Green Car Advisor

This Biodiesel Plan's a Spicy One!

By Scott Doggett, Contributor

A transit company, a biofuel producer and a vineyard in California's Monterey County are partnering to see if seeds from locally grown mustard plants can be pressed into a viable biodiesel for transit buses

Monterey area farmers now plant hay, barley or other cover crops during the rainy, unproductive winter months to keep their valuable topsoil from washing and blowing away. The cover crops then have to be plowed into the soil before a commercial crop (broccoli, lettuce and other salad and table vegetable crops predominate in the region)) can be planted.

The idea behind the mustard experiment is to see whether mustard plants, which require no irrigation or other tending, can be grown and harvested without interfering with the commercial crops, and to see if it makes dollars and sense to produce biodiesel this way.

Sowing Wild Mustard
If so, the partners hope to persuade farmers to let them grow mustard plants on their land during unproductive periods, – which would save the farmers the cost of tending to other cover crops.

To that end, two varieties of the mustard that grows wild throughout the region have been planted on 30 acres donated by San Bernabe Vineyards.

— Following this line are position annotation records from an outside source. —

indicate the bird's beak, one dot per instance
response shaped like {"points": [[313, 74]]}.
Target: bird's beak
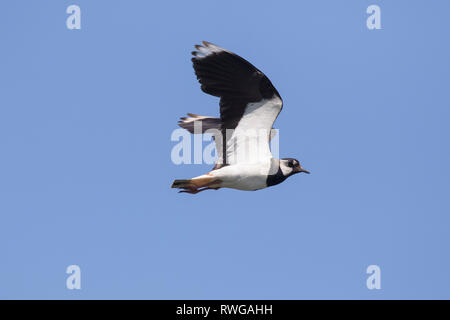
{"points": [[300, 169]]}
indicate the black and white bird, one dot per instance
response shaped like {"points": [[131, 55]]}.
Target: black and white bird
{"points": [[249, 105]]}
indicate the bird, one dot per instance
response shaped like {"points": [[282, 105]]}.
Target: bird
{"points": [[249, 105]]}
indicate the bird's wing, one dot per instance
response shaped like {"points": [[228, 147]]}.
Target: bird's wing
{"points": [[249, 103]]}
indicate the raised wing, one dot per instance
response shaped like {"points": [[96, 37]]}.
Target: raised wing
{"points": [[249, 103]]}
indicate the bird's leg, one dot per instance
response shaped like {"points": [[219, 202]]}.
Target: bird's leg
{"points": [[195, 191]]}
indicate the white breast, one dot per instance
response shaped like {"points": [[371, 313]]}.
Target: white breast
{"points": [[246, 176]]}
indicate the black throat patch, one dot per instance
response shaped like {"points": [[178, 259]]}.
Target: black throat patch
{"points": [[278, 177]]}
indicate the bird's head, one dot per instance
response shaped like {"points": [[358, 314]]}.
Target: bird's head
{"points": [[291, 166]]}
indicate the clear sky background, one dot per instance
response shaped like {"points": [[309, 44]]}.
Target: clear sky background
{"points": [[85, 169]]}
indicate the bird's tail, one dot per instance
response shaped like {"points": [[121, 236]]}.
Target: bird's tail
{"points": [[199, 124]]}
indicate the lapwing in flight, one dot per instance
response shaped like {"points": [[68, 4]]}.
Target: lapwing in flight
{"points": [[249, 105]]}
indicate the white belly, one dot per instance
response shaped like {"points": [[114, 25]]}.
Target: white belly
{"points": [[252, 176]]}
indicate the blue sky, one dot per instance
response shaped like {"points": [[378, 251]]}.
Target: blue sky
{"points": [[85, 123]]}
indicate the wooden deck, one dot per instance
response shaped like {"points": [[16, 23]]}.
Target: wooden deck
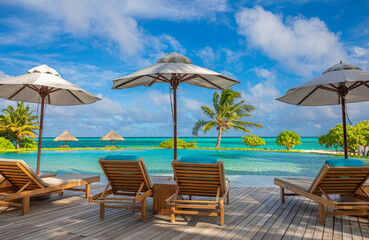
{"points": [[254, 213]]}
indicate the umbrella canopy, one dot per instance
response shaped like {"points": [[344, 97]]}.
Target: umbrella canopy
{"points": [[340, 84], [44, 85], [43, 79], [175, 68], [112, 136], [65, 137]]}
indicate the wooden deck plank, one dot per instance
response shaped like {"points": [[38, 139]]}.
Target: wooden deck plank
{"points": [[254, 213]]}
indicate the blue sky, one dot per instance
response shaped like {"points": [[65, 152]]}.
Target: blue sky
{"points": [[270, 46]]}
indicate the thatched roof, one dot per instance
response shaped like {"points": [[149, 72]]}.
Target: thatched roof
{"points": [[65, 137], [112, 136]]}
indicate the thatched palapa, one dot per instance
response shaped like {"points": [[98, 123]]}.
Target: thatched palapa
{"points": [[112, 136], [65, 137]]}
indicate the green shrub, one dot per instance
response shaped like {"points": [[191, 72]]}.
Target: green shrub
{"points": [[6, 144], [253, 141], [289, 139], [27, 143], [181, 144]]}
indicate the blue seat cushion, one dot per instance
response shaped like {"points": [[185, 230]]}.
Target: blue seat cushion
{"points": [[198, 159], [345, 163], [122, 157]]}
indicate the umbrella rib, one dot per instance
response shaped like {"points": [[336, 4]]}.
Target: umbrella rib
{"points": [[133, 79], [75, 96], [356, 85], [33, 88], [157, 78], [326, 88], [220, 88], [55, 90], [316, 88], [183, 76], [189, 78], [164, 77], [229, 79], [17, 92]]}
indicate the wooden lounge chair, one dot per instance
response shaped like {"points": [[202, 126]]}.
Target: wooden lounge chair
{"points": [[331, 181], [26, 183], [129, 183], [199, 179]]}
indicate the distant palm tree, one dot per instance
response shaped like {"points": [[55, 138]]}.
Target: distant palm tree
{"points": [[19, 122], [227, 114]]}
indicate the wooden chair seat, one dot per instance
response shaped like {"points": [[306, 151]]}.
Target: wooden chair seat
{"points": [[24, 183], [203, 180], [331, 181], [129, 184]]}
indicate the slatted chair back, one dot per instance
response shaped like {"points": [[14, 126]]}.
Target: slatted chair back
{"points": [[20, 175], [126, 176], [199, 179], [339, 180]]}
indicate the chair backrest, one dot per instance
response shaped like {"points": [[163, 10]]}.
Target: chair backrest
{"points": [[199, 179], [18, 173], [126, 175], [339, 180]]}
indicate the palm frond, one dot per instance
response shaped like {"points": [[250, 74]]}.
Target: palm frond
{"points": [[198, 125]]}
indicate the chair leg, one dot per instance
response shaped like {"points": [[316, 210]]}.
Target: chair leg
{"points": [[282, 194], [25, 205], [172, 215], [88, 189], [321, 214], [143, 209], [102, 210], [221, 206]]}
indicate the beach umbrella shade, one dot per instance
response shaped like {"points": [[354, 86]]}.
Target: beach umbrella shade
{"points": [[65, 137], [340, 84], [174, 69], [44, 85], [112, 136]]}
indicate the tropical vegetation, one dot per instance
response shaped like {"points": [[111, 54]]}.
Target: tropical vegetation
{"points": [[357, 138], [181, 144], [253, 141], [18, 123], [289, 139], [227, 113], [6, 144]]}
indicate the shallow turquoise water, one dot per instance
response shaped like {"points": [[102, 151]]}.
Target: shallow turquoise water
{"points": [[229, 142], [158, 161]]}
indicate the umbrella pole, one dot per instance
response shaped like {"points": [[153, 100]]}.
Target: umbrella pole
{"points": [[40, 133], [343, 104], [175, 119]]}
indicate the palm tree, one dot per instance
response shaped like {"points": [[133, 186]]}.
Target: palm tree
{"points": [[19, 122], [227, 113]]}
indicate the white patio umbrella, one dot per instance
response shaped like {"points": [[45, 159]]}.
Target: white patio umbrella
{"points": [[44, 85], [340, 84], [174, 68]]}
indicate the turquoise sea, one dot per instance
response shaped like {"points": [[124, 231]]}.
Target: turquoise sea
{"points": [[256, 168], [228, 142]]}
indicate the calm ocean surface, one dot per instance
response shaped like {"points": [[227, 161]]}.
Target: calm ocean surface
{"points": [[229, 142], [242, 167]]}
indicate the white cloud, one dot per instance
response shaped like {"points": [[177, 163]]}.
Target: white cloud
{"points": [[3, 75], [207, 56], [114, 22], [301, 45]]}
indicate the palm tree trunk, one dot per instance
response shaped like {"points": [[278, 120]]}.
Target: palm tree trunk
{"points": [[219, 137], [17, 143]]}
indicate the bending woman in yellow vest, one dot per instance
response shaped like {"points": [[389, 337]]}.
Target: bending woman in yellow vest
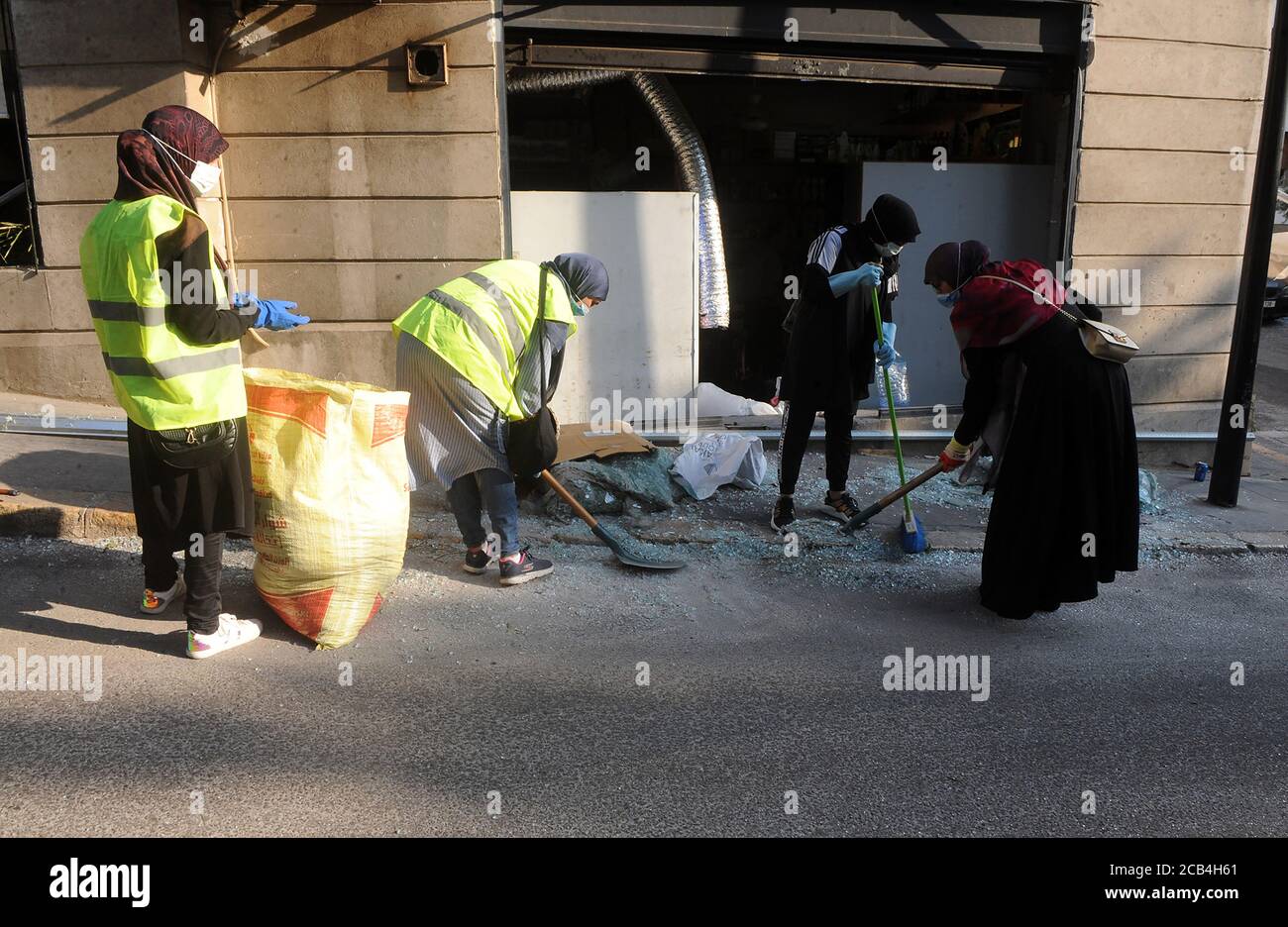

Energy Alternative Solutions, which presently makes biodiesel from recycled cooking oil, will crush the seeds, extract the oil and make B20 (a blend of 20 percent biodiesel and 80 percent mineral diesel) from it.  Because of warranty issues, few transit buses in the U.S. run on blends that contain any more than 20 percent biodiesel. 

Fuel For Buses
Monterey-Salinas Transit, which initiated the experiment with the help of Robert Van Buskirk of Farm Fuel Inc., will then use the fuel to power its buses.

The beauty of this endeavor, says Energy Alternatives President Richard Gillis, is that mustard plants, because they'd be growen only in the unproductive periods, would not displace or otherwise reduce the production of food crops. Also, mustard plants don't harm the environment, unlike, say, biodiesel made from palm oil, which is contributing to rainforest destruction.

The production of biodiesel from mustard plants is also fully sustainable -- the spicy mustard meal created as a byproduct after the oil is extracted could be used as a biopesticide and fertilizer for crops, including those grown by the many organic farming operations in Monterey County.

Keeping it Local
Unlike other biofuel feedstocks that are often trucked across state lines to be refined, everything involved with the mustanrd experiment -- from harvest to refinement to use -- would be contained in one county.

"We're trying to be our own little biosphere here," said Hunter Harvath, director of administration for the transit authority. "We want to keep all the ingredients -- the inputs, the outputs -- all here in Monterey County."